Thukral & Tagra offer a vibrant take on contemporary Indian society. Their refined aesthetic reflects in painting, sculpture, installation, graphics, interiors, and product design. Simultaneously, Nature Morte (at its New Delhi venue) hosts a solo of the artist duo, who with their characteristic use of pop culture imagery, seductive colors, sardonic wit and insightful juxtapositions, address serious themes through a humorous façade.

‘Put it on, Again!’ is comprised of paintings, consumer products and sculptural installations that deal with a bold theme against the backdrop of traditional perceptions of sexuality and the increased representation of sexualized bodies within the Indian media landscape.

Tuesday, February 1, 2011

Showcasing the best of Asian art

A large-scale museum show of spectacular contemporary masterpieces brought from top private collections was organized by the Singapore Art Museum. It showcased the most exciting of Asian artistic and visual creativity.

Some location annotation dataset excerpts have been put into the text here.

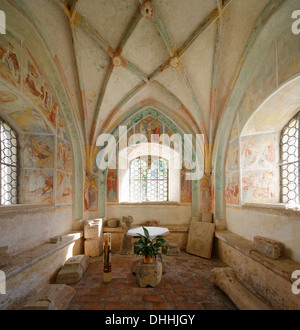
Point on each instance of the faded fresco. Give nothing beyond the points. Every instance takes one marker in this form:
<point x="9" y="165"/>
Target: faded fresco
<point x="205" y="194"/>
<point x="10" y="59"/>
<point x="151" y="126"/>
<point x="232" y="161"/>
<point x="259" y="186"/>
<point x="38" y="151"/>
<point x="37" y="186"/>
<point x="64" y="188"/>
<point x="112" y="186"/>
<point x="64" y="156"/>
<point x="232" y="190"/>
<point x="36" y="88"/>
<point x="91" y="199"/>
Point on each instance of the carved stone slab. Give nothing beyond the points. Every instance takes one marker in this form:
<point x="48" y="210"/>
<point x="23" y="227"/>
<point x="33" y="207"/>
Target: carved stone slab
<point x="200" y="239"/>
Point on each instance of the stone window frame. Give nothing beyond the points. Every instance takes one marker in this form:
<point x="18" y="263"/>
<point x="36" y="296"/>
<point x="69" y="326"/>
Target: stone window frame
<point x="14" y="200"/>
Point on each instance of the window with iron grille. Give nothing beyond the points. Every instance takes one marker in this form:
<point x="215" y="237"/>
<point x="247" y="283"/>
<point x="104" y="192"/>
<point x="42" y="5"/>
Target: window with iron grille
<point x="8" y="165"/>
<point x="289" y="163"/>
<point x="148" y="179"/>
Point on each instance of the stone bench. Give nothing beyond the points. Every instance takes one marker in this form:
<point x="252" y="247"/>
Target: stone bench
<point x="73" y="270"/>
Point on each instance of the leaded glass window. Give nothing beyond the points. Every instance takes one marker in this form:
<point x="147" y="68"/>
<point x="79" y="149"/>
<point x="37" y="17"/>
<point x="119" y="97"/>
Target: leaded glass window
<point x="148" y="177"/>
<point x="8" y="165"/>
<point x="289" y="164"/>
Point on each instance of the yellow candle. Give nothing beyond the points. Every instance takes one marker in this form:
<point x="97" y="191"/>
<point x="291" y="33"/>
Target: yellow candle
<point x="107" y="257"/>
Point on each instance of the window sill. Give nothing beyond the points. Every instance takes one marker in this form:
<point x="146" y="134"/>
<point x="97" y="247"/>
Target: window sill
<point x="276" y="208"/>
<point x="24" y="208"/>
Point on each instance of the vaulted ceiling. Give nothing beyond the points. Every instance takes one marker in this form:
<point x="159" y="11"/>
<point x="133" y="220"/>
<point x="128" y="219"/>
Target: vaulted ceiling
<point x="115" y="55"/>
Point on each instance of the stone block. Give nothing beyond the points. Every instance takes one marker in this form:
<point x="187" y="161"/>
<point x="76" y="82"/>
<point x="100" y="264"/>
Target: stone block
<point x="92" y="229"/>
<point x="51" y="297"/>
<point x="113" y="223"/>
<point x="92" y="247"/>
<point x="226" y="280"/>
<point x="173" y="249"/>
<point x="206" y="217"/>
<point x="73" y="270"/>
<point x="268" y="247"/>
<point x="4" y="257"/>
<point x="148" y="274"/>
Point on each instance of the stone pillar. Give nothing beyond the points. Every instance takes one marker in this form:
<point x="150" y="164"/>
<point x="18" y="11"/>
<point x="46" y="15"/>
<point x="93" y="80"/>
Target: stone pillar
<point x="127" y="243"/>
<point x="148" y="274"/>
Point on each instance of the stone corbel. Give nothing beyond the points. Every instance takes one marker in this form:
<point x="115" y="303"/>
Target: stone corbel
<point x="74" y="17"/>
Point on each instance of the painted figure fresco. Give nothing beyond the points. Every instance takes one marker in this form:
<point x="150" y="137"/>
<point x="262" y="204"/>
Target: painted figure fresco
<point x="259" y="187"/>
<point x="61" y="128"/>
<point x="64" y="156"/>
<point x="112" y="182"/>
<point x="258" y="152"/>
<point x="39" y="151"/>
<point x="93" y="194"/>
<point x="10" y="54"/>
<point x="232" y="161"/>
<point x="205" y="198"/>
<point x="38" y="186"/>
<point x="37" y="89"/>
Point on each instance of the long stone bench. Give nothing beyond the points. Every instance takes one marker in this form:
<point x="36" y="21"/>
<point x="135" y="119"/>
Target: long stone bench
<point x="178" y="234"/>
<point x="268" y="278"/>
<point x="28" y="272"/>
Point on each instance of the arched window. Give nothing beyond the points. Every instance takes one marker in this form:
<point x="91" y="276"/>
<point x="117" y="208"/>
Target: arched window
<point x="289" y="161"/>
<point x="148" y="179"/>
<point x="8" y="165"/>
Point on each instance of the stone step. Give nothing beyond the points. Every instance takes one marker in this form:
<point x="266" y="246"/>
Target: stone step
<point x="227" y="281"/>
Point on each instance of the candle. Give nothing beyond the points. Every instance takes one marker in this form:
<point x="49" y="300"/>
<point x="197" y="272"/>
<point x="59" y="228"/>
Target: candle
<point x="107" y="257"/>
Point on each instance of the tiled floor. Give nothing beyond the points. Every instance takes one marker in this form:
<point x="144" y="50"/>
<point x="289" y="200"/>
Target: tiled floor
<point x="185" y="285"/>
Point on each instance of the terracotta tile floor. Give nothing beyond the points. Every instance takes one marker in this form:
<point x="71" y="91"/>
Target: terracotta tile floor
<point x="185" y="285"/>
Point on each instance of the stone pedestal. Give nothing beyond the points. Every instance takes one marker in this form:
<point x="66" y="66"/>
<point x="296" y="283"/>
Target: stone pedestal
<point x="93" y="237"/>
<point x="51" y="297"/>
<point x="268" y="247"/>
<point x="148" y="274"/>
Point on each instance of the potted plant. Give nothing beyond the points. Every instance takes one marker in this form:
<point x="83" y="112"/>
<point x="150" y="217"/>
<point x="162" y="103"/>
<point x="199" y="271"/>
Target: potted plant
<point x="149" y="249"/>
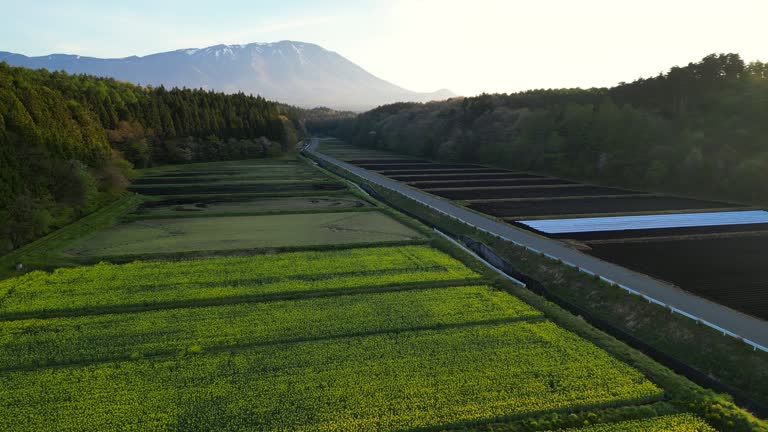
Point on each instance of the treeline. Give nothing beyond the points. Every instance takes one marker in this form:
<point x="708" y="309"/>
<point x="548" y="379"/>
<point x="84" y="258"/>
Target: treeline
<point x="701" y="130"/>
<point x="68" y="143"/>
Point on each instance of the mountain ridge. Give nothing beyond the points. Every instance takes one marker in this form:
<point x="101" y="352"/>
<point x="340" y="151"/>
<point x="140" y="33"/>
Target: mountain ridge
<point x="298" y="73"/>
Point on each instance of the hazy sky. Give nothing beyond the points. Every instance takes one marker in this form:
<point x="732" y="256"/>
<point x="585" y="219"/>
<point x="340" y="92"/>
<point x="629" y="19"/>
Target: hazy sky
<point x="466" y="46"/>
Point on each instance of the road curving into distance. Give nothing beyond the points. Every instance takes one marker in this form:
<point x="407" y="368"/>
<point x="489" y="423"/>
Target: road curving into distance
<point x="753" y="330"/>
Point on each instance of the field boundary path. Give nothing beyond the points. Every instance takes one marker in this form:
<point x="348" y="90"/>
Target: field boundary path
<point x="723" y="319"/>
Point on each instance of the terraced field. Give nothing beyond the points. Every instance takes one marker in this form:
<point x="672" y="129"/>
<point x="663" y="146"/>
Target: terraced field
<point x="428" y="354"/>
<point x="297" y="312"/>
<point x="716" y="261"/>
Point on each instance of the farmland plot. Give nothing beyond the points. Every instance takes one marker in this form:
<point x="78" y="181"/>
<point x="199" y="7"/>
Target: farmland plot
<point x="229" y="206"/>
<point x="427" y="185"/>
<point x="731" y="270"/>
<point x="390" y="381"/>
<point x="141" y="285"/>
<point x="619" y="205"/>
<point x="530" y="192"/>
<point x="403" y="172"/>
<point x="80" y="339"/>
<point x="461" y="175"/>
<point x="163" y="236"/>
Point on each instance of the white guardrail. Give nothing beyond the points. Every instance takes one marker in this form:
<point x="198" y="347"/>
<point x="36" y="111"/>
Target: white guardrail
<point x="672" y="309"/>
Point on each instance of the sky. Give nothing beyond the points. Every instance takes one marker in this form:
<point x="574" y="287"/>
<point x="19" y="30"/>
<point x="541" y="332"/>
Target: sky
<point x="468" y="47"/>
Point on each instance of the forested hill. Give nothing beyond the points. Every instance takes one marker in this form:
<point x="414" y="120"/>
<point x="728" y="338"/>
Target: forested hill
<point x="701" y="129"/>
<point x="67" y="142"/>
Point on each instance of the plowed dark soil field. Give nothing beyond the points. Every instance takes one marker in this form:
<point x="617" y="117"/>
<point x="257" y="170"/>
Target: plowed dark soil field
<point x="423" y="166"/>
<point x="731" y="271"/>
<point x="489" y="183"/>
<point x="385" y="161"/>
<point x="405" y="172"/>
<point x="524" y="209"/>
<point x="463" y="175"/>
<point x="530" y="192"/>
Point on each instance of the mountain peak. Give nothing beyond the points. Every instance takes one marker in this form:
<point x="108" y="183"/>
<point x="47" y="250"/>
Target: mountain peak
<point x="294" y="72"/>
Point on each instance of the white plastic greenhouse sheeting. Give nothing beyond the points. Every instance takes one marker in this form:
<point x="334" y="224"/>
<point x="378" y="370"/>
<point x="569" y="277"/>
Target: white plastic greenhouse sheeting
<point x="617" y="223"/>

The scintillating show, focusing on the very best of the Asia Pacific and the region’s most promising emerging artists, brought together dealers, collectors and art professionals from East and the West.

This superb collectors exhibition alongside Art Stage Singapore, an international fair, gave an opportunity to see a representative selection of significant works by some of Asia’s most critically acclaimed contemporary artists, such as Shen Shaomin, Zeng Fanzhi, Liu Wei (China), Agus Suwage (Indonesia), Nam June Paik (Korea), Yoshitomo Nara (Japan), apart from Shilpa Gupta, Subodh Gupta, TV Santhosh and LN Tallur from India.

The Marina Bay Sands hotel-casino hosted Art Stage Singapore, inviting more than 100 galleries from 18 countries, mostly from the Asia-Pacific region, including Seven Art Limited, New Delhi; Arushi Arts, Delhi; The Guild Art, Mumbai; LATITUDE 28, Delhi; Gallery Maskara, Mumbai; Nature Morte, Delhi/ Berlin; Nitanjali Art Gallery, Delhi; Gallery Sumukha, Bangalore/ Chennai; Shrine Empire Gallery, Delhi; and Volte, Mumbai – add a dash of Indian flavor to the showcase.

The event brought together region’s top galleries along with some European contemporary pieces. It displayed works in an artistic context through a series of special projects and curated presentations. Special lectures on Asian contemporary art were arranged for collectors and wealthy potential buyers.

Project Stage, a comprehensive curated platform, was dedicated to cutting edge artists and innovative art spaces on the Asia Pacific art scene. It was aimed at discovering the next big emerging artists and galleries from the region, so that they could engage with the international art scene. Fariba Alam, Samanta Batra Mehta, Ranbir Kaleka, Sonia Mehra, Vijai Patchineelam, Rajesh Ram and T. Venkanna rounded off the Indian participation.